Right now, pressure groups need target only four publishing houses to dominate the entire textbook market for millions of teachers. Because publishers use nearly identical bias and sensitivity guidelines, there is little difference among their products. Teachers and schools currently have little real choice among textbooks, no matter how frustrated they are with the miserable offerings before them. Thus, Ravitch recommends that textbooks be chosen not at the state level but at the school district level, the better to address local needs. These needs may well be better met with trade paperbacks--biographies, histories, literary anthologies--and/or computer software.
Ravitch also suggests that textbook publishers be compelled to publish their bias guidelines and the credentials of those they hire as sensitivity consultants. The same should hold true for those producing state examinations. Exam writers, she argues, should be compelled to disclose what items have been excluded from examinations on the grounds of bias and sensitivity, and the basis for the exclusion. As Ravitch points out, "If questions about geometry are excluded, for example, because blind children can't answer them, then the public should be told."
Most importantly, Ravitch emphasizes teachers should have significant expertise in the fields they teach, so they can recognize and correct the shortcomings of any text.
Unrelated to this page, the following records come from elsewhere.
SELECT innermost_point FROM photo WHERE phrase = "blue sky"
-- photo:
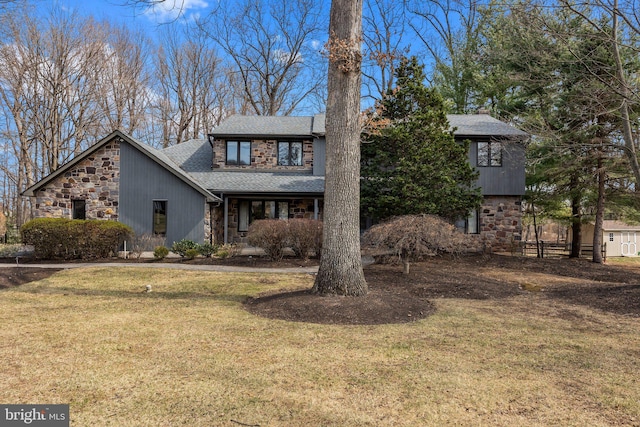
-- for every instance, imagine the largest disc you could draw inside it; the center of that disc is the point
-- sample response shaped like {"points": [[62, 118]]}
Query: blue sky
{"points": [[148, 18]]}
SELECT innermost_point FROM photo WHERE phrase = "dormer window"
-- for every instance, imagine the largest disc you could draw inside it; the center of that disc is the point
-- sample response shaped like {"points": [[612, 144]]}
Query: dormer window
{"points": [[489, 153], [289, 153], [238, 153]]}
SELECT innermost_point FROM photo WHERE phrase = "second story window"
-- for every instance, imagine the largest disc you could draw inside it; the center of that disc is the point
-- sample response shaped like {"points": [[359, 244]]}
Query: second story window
{"points": [[238, 153], [289, 153], [489, 153]]}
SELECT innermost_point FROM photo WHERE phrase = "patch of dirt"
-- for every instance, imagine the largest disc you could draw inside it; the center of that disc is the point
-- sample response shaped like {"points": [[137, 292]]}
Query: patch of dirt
{"points": [[16, 276], [394, 297]]}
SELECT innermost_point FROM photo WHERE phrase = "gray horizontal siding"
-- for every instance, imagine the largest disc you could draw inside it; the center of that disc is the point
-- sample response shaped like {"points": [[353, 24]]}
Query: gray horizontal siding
{"points": [[141, 182]]}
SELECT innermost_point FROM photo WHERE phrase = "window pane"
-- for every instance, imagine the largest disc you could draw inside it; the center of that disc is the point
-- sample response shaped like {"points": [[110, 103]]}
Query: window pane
{"points": [[296, 154], [245, 153], [283, 153], [283, 210], [232, 152], [243, 215], [79, 209], [483, 154], [472, 222], [160, 217], [496, 154], [257, 211], [269, 209]]}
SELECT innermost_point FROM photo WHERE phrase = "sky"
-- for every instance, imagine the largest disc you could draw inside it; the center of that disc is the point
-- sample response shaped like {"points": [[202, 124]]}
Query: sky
{"points": [[147, 18]]}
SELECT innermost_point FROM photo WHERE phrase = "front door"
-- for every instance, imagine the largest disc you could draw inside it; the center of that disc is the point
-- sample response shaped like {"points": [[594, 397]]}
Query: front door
{"points": [[628, 243]]}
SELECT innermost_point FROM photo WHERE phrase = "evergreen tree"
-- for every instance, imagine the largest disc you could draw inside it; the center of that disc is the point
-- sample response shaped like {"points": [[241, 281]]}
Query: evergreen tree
{"points": [[411, 163]]}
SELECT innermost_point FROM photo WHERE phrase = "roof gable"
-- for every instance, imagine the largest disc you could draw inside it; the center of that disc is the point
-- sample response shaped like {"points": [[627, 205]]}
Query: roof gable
{"points": [[156, 155], [264, 126], [471, 125], [482, 125]]}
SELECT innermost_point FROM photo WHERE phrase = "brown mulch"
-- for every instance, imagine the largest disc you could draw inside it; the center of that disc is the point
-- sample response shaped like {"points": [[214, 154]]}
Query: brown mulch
{"points": [[395, 298]]}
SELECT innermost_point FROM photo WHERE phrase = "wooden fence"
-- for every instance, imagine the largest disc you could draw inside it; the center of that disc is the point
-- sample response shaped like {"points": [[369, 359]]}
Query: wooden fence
{"points": [[558, 250]]}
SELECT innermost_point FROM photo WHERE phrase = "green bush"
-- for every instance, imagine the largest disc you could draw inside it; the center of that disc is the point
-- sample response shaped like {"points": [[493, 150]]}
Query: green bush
{"points": [[207, 249], [271, 235], [183, 246], [160, 252], [305, 237], [192, 253], [73, 238]]}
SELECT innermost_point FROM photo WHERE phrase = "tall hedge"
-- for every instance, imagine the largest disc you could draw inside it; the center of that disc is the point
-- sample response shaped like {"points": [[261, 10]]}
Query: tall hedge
{"points": [[73, 238]]}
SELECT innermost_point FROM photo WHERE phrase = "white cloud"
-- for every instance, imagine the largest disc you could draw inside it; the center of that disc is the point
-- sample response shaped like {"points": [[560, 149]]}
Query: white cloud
{"points": [[170, 10]]}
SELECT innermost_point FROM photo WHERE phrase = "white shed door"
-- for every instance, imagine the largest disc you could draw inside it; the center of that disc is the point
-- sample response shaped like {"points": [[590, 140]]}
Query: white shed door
{"points": [[628, 243]]}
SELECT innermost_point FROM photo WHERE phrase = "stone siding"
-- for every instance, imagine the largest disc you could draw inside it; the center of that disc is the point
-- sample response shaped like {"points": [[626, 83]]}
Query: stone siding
{"points": [[95, 179], [298, 208], [264, 155], [501, 222]]}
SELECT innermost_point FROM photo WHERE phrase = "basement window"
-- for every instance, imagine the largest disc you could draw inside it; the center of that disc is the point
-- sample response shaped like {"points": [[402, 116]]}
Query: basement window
{"points": [[79, 209]]}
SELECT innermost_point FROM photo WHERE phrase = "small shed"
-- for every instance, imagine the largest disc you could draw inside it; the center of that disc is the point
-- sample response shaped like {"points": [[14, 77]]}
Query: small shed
{"points": [[621, 238]]}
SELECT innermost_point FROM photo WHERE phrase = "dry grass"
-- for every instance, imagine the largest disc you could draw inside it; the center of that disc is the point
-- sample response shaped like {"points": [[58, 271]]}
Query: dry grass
{"points": [[188, 354]]}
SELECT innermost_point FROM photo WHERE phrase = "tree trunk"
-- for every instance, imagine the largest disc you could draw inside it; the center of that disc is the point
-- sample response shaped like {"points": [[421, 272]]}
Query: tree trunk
{"points": [[627, 131], [597, 230], [576, 228], [340, 270]]}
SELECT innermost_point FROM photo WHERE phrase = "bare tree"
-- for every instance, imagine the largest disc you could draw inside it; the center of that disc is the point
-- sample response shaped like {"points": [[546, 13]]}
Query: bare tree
{"points": [[450, 34], [272, 47], [340, 270], [54, 73], [122, 79], [384, 23], [191, 85]]}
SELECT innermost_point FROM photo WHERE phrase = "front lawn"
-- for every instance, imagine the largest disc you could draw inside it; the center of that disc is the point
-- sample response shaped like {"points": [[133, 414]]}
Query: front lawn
{"points": [[187, 353]]}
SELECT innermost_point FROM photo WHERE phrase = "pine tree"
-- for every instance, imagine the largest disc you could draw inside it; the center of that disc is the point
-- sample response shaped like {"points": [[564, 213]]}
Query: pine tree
{"points": [[411, 163]]}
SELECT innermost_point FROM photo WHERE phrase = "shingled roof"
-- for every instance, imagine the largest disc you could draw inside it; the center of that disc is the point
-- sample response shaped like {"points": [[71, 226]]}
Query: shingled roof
{"points": [[256, 126], [194, 157], [474, 125]]}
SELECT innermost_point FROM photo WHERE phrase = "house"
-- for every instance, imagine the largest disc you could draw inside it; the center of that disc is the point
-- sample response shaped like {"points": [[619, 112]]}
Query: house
{"points": [[620, 238], [253, 167], [122, 179]]}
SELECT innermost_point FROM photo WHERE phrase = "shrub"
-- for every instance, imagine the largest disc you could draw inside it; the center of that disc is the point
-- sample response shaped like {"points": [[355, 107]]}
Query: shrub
{"points": [[73, 238], [227, 250], [145, 243], [207, 249], [191, 253], [183, 246], [270, 235], [413, 237], [305, 237], [160, 252]]}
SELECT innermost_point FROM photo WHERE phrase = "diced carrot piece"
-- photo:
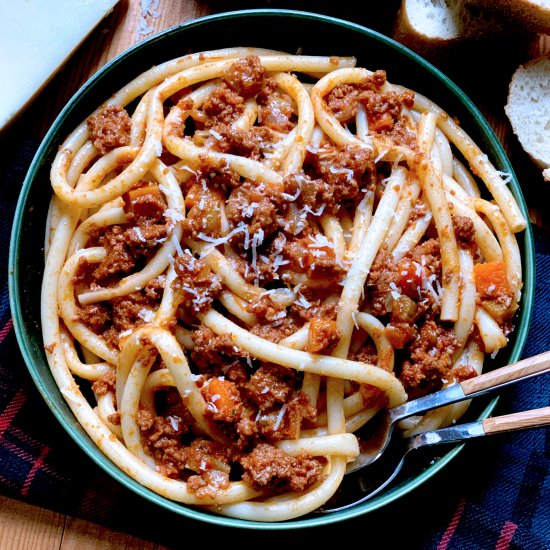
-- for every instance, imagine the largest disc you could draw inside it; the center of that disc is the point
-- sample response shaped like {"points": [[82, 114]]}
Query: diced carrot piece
{"points": [[133, 194], [409, 278], [193, 196], [322, 335], [223, 398], [491, 279]]}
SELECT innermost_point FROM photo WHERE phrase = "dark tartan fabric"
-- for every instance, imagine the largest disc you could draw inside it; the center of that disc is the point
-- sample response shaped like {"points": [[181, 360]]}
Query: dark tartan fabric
{"points": [[495, 495]]}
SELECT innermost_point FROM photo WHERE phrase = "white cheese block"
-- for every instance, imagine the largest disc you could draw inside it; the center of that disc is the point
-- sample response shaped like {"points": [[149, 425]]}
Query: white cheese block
{"points": [[37, 37]]}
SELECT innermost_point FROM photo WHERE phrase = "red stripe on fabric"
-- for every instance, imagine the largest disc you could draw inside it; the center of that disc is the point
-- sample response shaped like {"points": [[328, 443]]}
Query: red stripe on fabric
{"points": [[449, 532], [506, 536], [26, 455], [35, 467], [6, 330], [11, 410]]}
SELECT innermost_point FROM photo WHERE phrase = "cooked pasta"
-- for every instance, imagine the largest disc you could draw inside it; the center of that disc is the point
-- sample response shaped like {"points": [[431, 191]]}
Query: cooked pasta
{"points": [[250, 253]]}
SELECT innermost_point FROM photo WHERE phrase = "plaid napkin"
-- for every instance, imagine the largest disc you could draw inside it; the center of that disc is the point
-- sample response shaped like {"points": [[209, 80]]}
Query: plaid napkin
{"points": [[494, 495]]}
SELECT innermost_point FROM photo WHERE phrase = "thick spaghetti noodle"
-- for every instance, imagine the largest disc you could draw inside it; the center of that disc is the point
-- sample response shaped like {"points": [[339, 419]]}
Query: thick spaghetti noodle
{"points": [[249, 253]]}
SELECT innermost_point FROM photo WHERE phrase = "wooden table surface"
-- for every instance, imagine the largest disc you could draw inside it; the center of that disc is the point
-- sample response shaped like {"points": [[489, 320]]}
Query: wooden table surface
{"points": [[23, 526]]}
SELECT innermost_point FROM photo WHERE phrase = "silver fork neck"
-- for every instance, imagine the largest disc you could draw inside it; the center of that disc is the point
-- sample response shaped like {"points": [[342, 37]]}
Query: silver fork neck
{"points": [[446, 396]]}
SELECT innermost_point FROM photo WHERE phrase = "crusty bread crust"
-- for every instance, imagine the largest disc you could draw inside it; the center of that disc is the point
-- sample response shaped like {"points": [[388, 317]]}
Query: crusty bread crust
{"points": [[433, 27], [528, 109]]}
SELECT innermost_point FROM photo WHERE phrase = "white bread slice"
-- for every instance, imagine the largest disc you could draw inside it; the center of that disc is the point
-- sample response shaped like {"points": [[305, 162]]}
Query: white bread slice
{"points": [[528, 109], [533, 15], [428, 26]]}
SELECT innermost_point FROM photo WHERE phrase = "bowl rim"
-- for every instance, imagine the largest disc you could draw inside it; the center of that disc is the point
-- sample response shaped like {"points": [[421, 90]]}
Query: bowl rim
{"points": [[83, 440]]}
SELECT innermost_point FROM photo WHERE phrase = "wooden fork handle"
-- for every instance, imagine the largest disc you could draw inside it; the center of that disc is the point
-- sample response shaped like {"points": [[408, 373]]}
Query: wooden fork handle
{"points": [[505, 375], [536, 418]]}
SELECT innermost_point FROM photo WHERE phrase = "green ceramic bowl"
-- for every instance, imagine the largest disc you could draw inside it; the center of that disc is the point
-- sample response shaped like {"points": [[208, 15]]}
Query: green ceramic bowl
{"points": [[279, 29]]}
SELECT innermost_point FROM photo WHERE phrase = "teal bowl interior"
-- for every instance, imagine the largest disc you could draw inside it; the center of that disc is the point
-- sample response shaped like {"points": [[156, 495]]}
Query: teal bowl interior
{"points": [[286, 30]]}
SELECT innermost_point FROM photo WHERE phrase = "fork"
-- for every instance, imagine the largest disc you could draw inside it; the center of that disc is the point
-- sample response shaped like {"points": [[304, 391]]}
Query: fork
{"points": [[365, 484], [378, 430]]}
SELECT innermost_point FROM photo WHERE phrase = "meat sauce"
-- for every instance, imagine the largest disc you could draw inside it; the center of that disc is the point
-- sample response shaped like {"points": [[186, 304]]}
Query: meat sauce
{"points": [[274, 233]]}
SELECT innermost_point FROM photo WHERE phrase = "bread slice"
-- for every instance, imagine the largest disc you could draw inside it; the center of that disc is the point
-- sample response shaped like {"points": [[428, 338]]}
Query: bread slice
{"points": [[532, 15], [528, 109], [429, 26]]}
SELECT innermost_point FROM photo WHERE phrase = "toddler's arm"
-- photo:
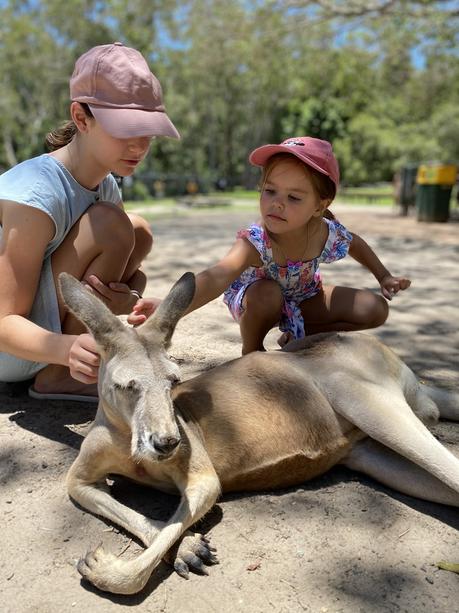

This is the best defense against those who would ban words and distort truth.
The language police seek to eliminate anything that might cause students discomfort or distress. The world is, however, a difficult and trying place, full of ideas that must be resisted and fought. What students need to learn are courage and perseverance in the face of difficulty, so that they can confront what should be resisted--including censorship by the language police.

Laurie Morrow, a former Salvatori Fellow of the Heritage Foundation and professor of English, hosts the radio show True North with Laurie Morrow, airing in Burlington, Vermont. Edward Morrow is the author and illustrator of numerous books, most recently The Halloween Handbook (Citadel Press, 2001).